About Chris Wadsworth
Chris Wadsworth was born in Sheffield in 1940 and now lives at Bassenthwaite a few miles north of Keswick in the English Lake District.
A former art teacher and graphic designer, she moved to Cumbria in 1986, bought Castlegate House and opened it as a gallery in 1987. In the last 25 years, this beautiful georgian house with its walled secret garden has won its place as one of the best and most friendly commercial galleries in the North of England.
During that time she has shown some outstanding artists and mounted solo exhibitions by well recognised figures in Twentieth Century art. These include L S Lowry, Winifred Nicholson, Michael Bennett, Sheila Fell, Sandra Blow, Wilhelmina Barns Graham, Elizabeth Frink and Mary Fedden.
Chris has also discovered rising new talent; - farmer Karen Wallbank, Marie Scott, Sarah Carrington and many more. She has travelled extensively all over the world in her search for art and artists.
Her greatest achievement has been tracking down the reclusive and retentive artist Percy Kelly, bringing him out of obscurity after his death in 1994 when his life's work was threatened with destruction, to the recognition he has today.
Chris has served on the Board of Northern Arts, Grizedale Arts and Cumbria Arts in Education. She was first published in 1988 with a series of commissioned feature articles on Art for Cumbria Life Magazine and critiques of Northern exhibitions for Art Review.

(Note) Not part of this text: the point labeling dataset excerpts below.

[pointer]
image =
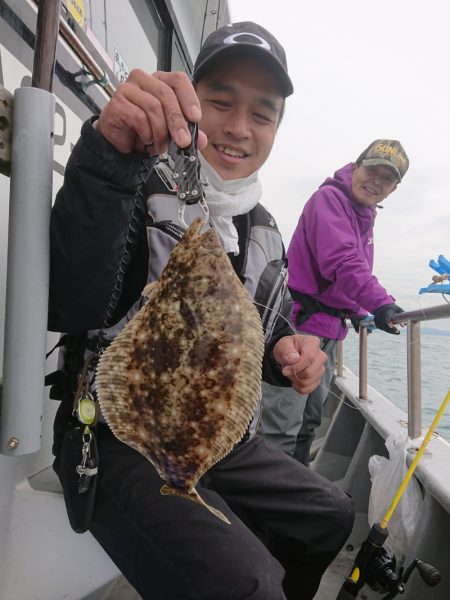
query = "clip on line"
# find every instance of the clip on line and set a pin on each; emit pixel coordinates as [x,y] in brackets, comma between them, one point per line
[186,175]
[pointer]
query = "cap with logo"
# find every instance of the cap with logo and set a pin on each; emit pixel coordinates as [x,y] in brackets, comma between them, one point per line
[386,152]
[244,39]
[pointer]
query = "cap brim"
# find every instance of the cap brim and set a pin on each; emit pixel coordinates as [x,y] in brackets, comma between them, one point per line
[373,162]
[252,51]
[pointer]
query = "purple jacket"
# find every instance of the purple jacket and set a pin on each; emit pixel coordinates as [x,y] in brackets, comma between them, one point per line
[330,256]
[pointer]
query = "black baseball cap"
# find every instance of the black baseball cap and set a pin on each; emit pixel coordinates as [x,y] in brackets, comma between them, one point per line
[244,39]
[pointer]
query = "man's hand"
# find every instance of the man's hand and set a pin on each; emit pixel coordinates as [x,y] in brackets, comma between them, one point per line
[301,360]
[149,110]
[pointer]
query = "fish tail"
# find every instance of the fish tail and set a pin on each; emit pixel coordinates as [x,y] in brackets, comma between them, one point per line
[195,497]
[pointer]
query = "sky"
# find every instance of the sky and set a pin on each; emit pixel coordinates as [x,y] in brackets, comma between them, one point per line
[363,71]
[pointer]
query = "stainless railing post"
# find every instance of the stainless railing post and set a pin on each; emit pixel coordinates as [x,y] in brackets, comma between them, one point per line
[340,359]
[363,363]
[414,380]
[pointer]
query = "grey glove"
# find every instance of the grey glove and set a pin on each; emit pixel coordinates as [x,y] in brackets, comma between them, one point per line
[384,314]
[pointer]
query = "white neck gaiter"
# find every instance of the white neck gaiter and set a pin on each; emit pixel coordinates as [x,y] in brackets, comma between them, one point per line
[226,199]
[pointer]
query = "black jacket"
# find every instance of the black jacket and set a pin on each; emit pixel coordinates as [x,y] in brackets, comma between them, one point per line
[90,223]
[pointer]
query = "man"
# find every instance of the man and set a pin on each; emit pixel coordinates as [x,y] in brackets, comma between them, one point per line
[287,523]
[330,277]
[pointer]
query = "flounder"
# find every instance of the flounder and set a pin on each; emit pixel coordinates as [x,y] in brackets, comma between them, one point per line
[181,382]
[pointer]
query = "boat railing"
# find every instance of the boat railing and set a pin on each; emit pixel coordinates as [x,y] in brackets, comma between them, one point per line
[412,320]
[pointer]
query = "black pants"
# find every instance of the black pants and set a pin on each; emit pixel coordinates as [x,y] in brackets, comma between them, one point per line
[287,524]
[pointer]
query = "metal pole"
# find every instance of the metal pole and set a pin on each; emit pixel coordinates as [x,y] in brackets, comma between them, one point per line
[414,381]
[28,248]
[340,360]
[363,363]
[45,47]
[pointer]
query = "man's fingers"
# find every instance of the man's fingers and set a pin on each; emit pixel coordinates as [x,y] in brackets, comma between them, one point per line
[149,109]
[180,104]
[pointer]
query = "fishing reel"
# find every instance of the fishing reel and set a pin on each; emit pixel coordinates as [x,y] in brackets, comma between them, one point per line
[376,565]
[381,573]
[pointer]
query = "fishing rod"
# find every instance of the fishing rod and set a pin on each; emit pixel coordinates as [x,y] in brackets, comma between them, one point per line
[374,564]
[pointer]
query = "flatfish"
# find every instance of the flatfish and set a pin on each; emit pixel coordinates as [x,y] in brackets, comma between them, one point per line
[181,382]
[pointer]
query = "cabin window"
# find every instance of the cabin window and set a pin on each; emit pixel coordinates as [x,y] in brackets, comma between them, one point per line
[128,34]
[191,16]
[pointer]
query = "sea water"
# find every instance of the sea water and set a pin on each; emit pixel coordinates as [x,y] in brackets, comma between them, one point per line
[387,364]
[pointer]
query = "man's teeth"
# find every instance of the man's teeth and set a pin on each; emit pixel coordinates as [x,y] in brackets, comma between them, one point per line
[230,151]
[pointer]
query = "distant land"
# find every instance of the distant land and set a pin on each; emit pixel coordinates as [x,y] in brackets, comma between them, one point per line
[434,331]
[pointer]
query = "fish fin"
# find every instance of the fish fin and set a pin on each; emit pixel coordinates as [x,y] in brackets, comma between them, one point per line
[195,497]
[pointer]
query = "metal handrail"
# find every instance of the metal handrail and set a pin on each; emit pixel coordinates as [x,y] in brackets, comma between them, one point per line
[412,319]
[85,56]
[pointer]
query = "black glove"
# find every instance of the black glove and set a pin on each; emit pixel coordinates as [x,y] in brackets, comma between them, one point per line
[356,320]
[384,314]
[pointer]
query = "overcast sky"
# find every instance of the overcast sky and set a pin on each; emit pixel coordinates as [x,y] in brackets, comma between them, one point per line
[362,71]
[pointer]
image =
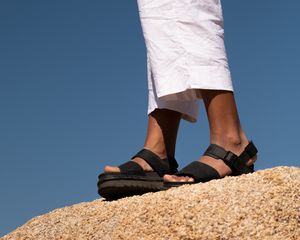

This was followed by various books and catalogues. Hercules and the Farmer's Wife published in both hard cover and then paper back was the winner of Lakeland Book of the Year in 2010. and shortlisted for the Portico Prize. Her biography of Percy Kelly, The Man who Couldn't Stop Drawing, was published 2011.
In July 2012 she decided to dedicate herself to writing full time, handing the gallery over to new owners. She is now working on a sequel to Hercules with several more books in the pipeline.